A shot of Espresso, please: Blockchain scaler to offer third testnet integration
Shared sequencers are an essential part of decentralization that may eventually lead to mass adoption
All for you friend/Shutterstock modified by Blockworks
Blockchain scaling and privacy infrastructure company Espresso Systems will release its third testnet of the Espresso Sequencer for OP stack builders.
The testnet, named Cortado, will include work for an Optimism Request for Proposal (OP RFP) that aims to decentralize sequencers.
Rollup solutions today run their own sequencers that have their own execution environments. These sequencers are responsible for ordering transaction information that is then sent to a virtual machine.
To ensure there is no single authority that orders these transactions, projects such as Espresso Systems are exploring ways to diversify these sequencers.
The initial release will be a locally hosted demo version of an OP stack rollup running on Espresso that enterprises can test.
Over the coming weeks, a publicly hosted canonical OP stack testnet will be released. This testnet will be similar to the testnet Doppio, which went live in July, according to Jill Gunter, chief strategy officer at Espresso Systems.
This publicly hosted testnet will be deployed in partnership with Caldera.

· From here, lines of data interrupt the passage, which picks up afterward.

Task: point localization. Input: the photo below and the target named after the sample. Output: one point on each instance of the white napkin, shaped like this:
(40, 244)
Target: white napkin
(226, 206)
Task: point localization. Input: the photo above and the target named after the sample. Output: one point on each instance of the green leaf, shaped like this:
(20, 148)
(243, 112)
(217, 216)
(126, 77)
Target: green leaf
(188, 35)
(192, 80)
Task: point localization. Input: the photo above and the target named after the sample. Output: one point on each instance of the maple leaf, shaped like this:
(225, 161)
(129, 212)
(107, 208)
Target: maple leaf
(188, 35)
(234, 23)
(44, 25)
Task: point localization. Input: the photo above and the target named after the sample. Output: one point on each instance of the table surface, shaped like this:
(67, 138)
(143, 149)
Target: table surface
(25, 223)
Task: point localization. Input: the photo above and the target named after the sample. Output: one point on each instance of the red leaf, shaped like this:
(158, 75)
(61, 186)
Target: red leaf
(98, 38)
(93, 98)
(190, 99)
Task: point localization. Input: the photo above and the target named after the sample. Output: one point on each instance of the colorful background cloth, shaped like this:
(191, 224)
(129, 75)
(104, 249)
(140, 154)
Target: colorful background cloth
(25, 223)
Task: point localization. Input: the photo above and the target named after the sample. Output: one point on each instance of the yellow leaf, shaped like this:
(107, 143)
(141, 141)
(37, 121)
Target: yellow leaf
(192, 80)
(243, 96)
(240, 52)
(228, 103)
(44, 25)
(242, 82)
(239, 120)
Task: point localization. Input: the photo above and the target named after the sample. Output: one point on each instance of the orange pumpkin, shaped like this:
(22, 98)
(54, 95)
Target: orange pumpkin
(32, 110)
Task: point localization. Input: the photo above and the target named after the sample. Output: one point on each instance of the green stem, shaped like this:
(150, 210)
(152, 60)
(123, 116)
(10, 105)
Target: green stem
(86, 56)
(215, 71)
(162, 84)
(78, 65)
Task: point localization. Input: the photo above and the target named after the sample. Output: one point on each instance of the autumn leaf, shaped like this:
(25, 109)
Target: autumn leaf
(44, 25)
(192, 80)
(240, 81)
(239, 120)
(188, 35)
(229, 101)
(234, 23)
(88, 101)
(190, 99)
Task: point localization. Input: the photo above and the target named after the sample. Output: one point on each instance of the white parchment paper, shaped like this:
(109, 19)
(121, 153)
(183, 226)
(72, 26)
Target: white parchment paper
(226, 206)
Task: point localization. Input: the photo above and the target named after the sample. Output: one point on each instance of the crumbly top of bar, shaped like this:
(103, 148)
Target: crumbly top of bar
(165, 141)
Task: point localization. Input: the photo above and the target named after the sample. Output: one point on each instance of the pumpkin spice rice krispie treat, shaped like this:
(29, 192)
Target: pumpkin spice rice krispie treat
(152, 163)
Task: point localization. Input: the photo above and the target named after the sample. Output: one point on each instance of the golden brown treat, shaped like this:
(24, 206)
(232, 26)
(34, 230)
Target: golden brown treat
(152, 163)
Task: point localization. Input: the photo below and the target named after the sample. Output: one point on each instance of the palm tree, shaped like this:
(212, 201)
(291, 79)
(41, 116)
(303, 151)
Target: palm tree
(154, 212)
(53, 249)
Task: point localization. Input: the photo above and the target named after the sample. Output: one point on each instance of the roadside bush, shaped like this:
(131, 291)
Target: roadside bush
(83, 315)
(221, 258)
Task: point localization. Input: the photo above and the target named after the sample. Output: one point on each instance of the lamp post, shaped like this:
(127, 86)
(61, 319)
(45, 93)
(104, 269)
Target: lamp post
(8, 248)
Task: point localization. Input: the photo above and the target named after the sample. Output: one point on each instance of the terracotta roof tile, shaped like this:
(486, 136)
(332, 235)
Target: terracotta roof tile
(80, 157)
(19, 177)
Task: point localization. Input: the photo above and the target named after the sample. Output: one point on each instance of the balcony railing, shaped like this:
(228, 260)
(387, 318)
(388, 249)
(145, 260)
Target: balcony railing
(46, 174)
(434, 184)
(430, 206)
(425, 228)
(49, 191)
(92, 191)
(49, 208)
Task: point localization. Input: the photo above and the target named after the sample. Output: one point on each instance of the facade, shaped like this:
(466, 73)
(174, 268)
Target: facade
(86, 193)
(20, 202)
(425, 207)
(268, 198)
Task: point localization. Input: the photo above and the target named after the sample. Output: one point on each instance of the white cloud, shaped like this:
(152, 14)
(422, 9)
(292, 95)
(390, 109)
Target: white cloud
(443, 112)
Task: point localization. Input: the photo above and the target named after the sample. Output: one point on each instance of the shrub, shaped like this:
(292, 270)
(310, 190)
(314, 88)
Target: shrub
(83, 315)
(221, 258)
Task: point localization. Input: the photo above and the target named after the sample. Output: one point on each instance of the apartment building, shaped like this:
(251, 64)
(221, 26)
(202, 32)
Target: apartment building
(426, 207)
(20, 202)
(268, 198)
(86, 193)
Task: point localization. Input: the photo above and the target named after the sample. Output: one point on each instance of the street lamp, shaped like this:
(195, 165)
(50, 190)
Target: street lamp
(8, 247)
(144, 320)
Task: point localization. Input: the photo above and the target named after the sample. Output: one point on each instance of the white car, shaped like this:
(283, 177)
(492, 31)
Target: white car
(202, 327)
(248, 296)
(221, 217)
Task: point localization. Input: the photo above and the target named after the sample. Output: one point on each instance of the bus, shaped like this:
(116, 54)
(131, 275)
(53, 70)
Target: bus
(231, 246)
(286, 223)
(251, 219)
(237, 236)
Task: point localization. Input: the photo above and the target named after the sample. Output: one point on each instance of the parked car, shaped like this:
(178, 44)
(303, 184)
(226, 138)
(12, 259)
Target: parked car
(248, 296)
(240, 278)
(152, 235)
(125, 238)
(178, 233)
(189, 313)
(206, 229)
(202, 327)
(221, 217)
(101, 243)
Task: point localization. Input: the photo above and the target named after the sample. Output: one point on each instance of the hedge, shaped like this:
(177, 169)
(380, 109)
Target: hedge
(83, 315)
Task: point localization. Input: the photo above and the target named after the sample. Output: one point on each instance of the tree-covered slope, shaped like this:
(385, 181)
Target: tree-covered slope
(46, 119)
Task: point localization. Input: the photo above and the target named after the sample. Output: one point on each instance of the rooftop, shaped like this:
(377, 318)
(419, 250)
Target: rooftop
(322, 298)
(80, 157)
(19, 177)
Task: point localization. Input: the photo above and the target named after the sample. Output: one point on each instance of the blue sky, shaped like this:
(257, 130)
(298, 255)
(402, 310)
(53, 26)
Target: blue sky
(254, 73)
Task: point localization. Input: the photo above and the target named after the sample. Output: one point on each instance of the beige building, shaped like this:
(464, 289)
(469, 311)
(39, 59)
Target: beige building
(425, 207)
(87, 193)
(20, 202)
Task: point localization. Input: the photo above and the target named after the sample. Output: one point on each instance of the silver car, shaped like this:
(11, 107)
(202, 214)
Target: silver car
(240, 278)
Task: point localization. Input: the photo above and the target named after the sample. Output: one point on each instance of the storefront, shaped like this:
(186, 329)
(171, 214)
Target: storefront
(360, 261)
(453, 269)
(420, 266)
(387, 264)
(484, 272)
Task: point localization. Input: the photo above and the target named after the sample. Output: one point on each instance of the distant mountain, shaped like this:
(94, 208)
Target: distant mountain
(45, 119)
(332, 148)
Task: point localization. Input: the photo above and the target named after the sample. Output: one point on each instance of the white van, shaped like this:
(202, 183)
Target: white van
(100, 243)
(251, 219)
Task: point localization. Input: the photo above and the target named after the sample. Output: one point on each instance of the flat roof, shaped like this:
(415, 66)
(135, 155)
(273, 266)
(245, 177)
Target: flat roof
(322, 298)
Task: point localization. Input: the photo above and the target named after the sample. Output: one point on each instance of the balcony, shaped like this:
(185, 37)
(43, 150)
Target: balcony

The one-click rollup deployment allows developers to choose the different layers to build a blockchain.
Decentralizing sequencers before decentralizing fraud proofs
A popular narrative within crypto circles raises the concern that without fraud-proofs — a mechanism that can challenge the accuracy of a transaction — shared sequencing solutions will still have to include potentially fraudulent transactions in a rollup sent to the layer-1.
Gunter told Blockworks that decentralizing a sequencer does not mitigate the need for fraud proofs, but the two play separate important roles.
“Decentralizing the sequencer will help mitigate the risk that this centralized entity running the sequencer is going to be persistently ignoring transactions or leaving them out,” Gunter said.
Although it’s understandable that there are debates as to whether or not the development of shared sequencers should be prioritized before fraud proofs have even been shipped, Gunter believes that all of these different aspects play an important role in ensuring that blockchains become more decentralized.
“Eventually these things will all need to be on the roadmap,” she said. “A big part of what our motivation has been at Espresso Systems is to help rollups accelerate the roadmap towards mainstream adoption.”